Yeah. Jennifer, I was going to ask you, which of the four is your favorite? And what if, if I told you, you couldn't pick Dickens, what would you pick? Oh, well, I would then pick Jane Eyre. All right. Because that was one of the, the first, you know, really long classics of English literature that I read as a child.

It is a big place in my heart. Um, I was also going to say that, you know, we need to have a, a bragging moment on some of classical conversations students. So not only do we have the lovely Stephanie, Stephanie Bailey meter helping us with footnoting these additions, but we also had these four that we just named the covers were designed by, um, challenge students.

And, um, so my daughter did the cover for Alice's Adventures in Wonderland when she was interning for us and added to our staff, one of our interns, Hannah Gilmer, who has actually been busily laying out these books and finding illustrations for them. And then we have another intern, Rachel Hiltz, who's been helping us to edit them.

So this really is a multi-generational effort to be keepers of the books. Isn't that the coolest thing? I absolutely love seeing challenge students grow up to be keepers of the books and to work shoulder to shoulder with these young people who, um, have such a great education and such a love for, for books is really inspiring and it's a lot of fun.

So Tim mentioned these four, and these are, are books that our students will use at home and in community within their challenge community. Um, Jennifer, there are Copper Lodge titles that parents of younger children might want to use specifically, um, in the fall as we are coming up in cycle two.

Tell us about those. Yeah, so we designed some of our younger readers to loosely correspond with the geography of each of our nation cycles. So coming up for cycle two, we have the literature storybook, um, old world echoes, which is full of fairy tales from Europe and, um, and some places in Asia as well.

So we call it the old world for a reason. And it corresponds with the cycle two foundations geography. As I said, the memory work that the students are doing. So we have 24 weeks of stories and poems for families to share together to go right along with our foundations here.

And then for, um, learning a little bit about the history of Rome, we have our book senators of Rome, which is so we, Rome's history comes in those three sweeping periods of Kings and the Senate and then on to emperors. And so that middle period senators of Rome is our reader for cycle two.

And then we have for reading wonderful science stories, um, we have, uh, our uncle Paul series and the one that goes with cycle two is exploring the oceans with uncle Paul. And although that is the title, we should say that uncle Paul is exploring these things with his niece and his nephews.

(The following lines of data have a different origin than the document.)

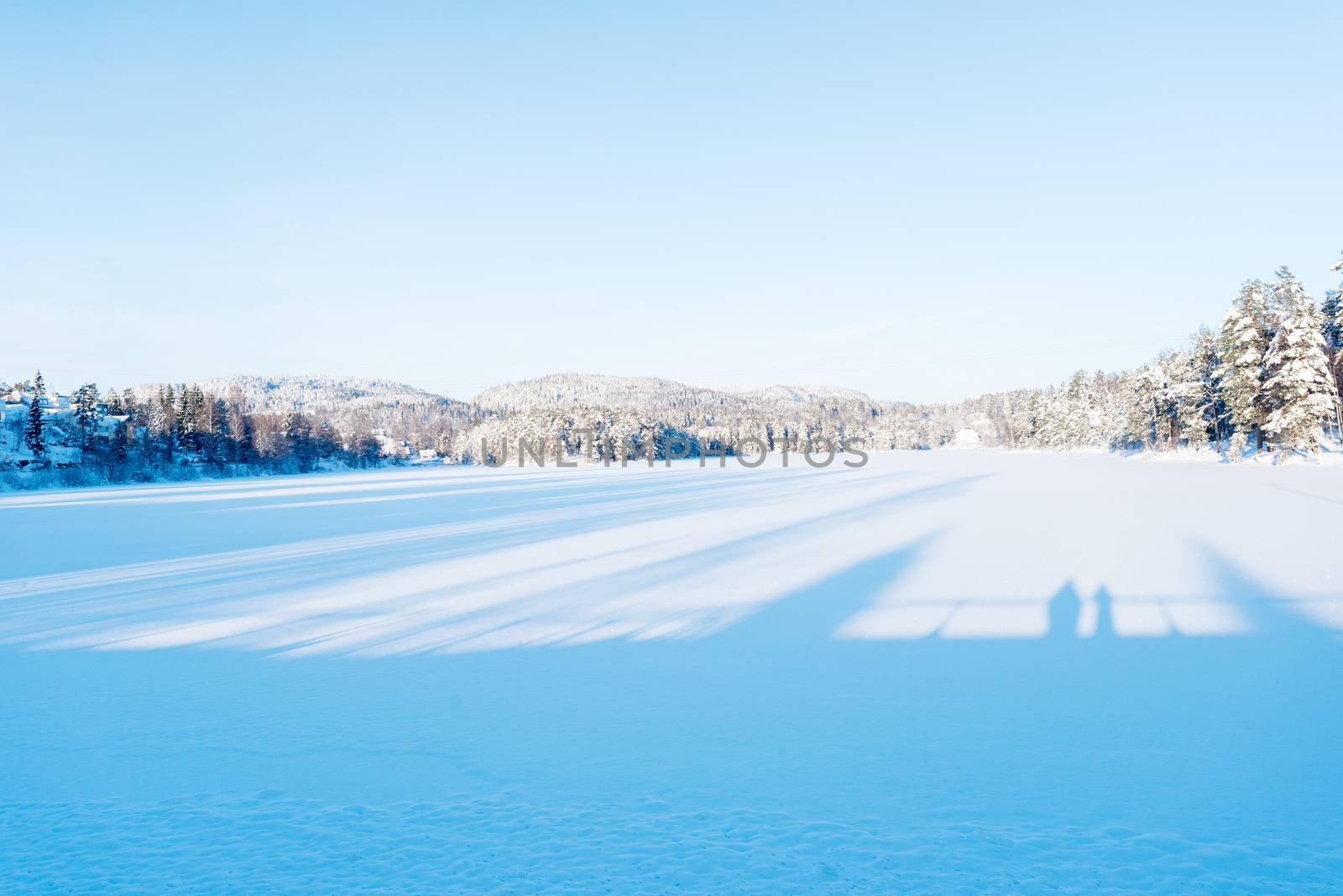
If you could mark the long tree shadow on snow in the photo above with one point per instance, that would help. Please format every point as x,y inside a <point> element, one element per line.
<point>1269,613</point>
<point>807,617</point>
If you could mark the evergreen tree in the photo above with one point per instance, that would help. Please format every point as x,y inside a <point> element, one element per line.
<point>1244,345</point>
<point>1299,387</point>
<point>34,435</point>
<point>86,412</point>
<point>1331,327</point>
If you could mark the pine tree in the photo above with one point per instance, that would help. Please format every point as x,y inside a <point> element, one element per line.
<point>1333,331</point>
<point>1244,345</point>
<point>86,412</point>
<point>1299,387</point>
<point>34,434</point>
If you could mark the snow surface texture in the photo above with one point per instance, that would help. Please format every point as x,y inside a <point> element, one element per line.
<point>943,672</point>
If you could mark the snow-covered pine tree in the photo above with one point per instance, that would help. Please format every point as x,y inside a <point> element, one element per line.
<point>1206,373</point>
<point>1333,331</point>
<point>86,412</point>
<point>1244,345</point>
<point>1299,385</point>
<point>34,432</point>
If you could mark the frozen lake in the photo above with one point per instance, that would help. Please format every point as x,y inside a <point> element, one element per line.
<point>975,669</point>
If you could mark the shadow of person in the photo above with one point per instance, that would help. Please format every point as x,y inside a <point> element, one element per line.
<point>1064,611</point>
<point>1105,618</point>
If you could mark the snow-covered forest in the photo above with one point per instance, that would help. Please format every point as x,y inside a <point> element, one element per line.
<point>1266,380</point>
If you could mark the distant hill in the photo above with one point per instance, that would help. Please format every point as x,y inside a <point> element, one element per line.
<point>313,394</point>
<point>651,394</point>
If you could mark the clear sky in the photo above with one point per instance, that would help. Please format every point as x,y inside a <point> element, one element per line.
<point>923,201</point>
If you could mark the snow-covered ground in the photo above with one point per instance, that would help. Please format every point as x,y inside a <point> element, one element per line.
<point>966,671</point>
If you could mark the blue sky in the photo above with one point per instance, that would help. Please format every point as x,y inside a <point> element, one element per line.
<point>922,201</point>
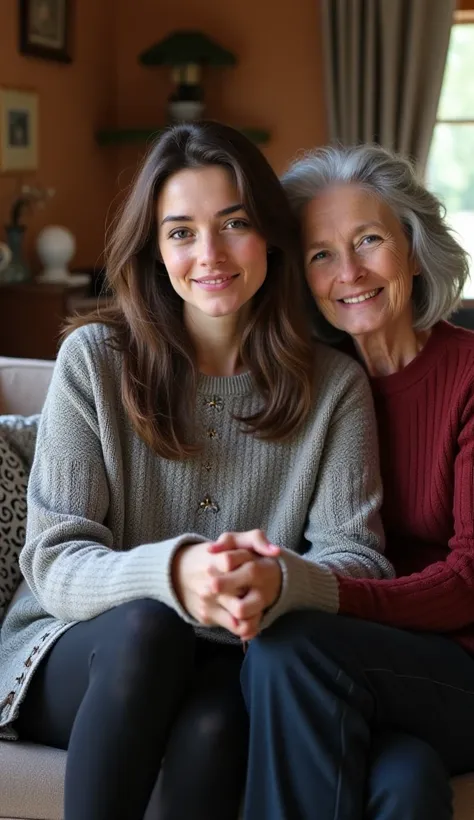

So that's another thing that makes it a wonderful homeschool read aloud. Yeah. Yes. Oh, and, and they are fun stories. We have done some of those, some read alouds from all three of those, um, old world echoes exploring the oceans and senators in Rome. We've done some read alouds, summer read alouds.

And, um, I have had feedback that students want to keep asking their parents, what comes next? What comes next? We need to get that book. So parents out there, you, you've heard it here. You know, what books, what Copper Lodge library books you need to look for that are new additions coming out that your challenge students will see in community.

And now Jennifer has told us which cycle two readers would be a great addition to your library for summer or fall read alouds at home, um, this coming year. Well, it's about time for us to end this episode. Is there any last word that you want to offer as a keeper of the book, Jennifer or Tim?

Just that I hope we've inspired our listeners to start to own some of their own books and to build their family library of whatever size. It doesn't have to be thousands of volumes, as long as you pick a few really good ones to own. And then I'm hoping to also hand those down to my children that we can all have that family heritage.

Yep. A heritage of reading. That's cool. Tim, what about you? One final plug to be a keeper of the book. Yeah. Read early, read often, and read widely. Oh, that is awesome advice. Okay, guys, you've gotten all the good advice. Go and build your library and enjoy reading along the way.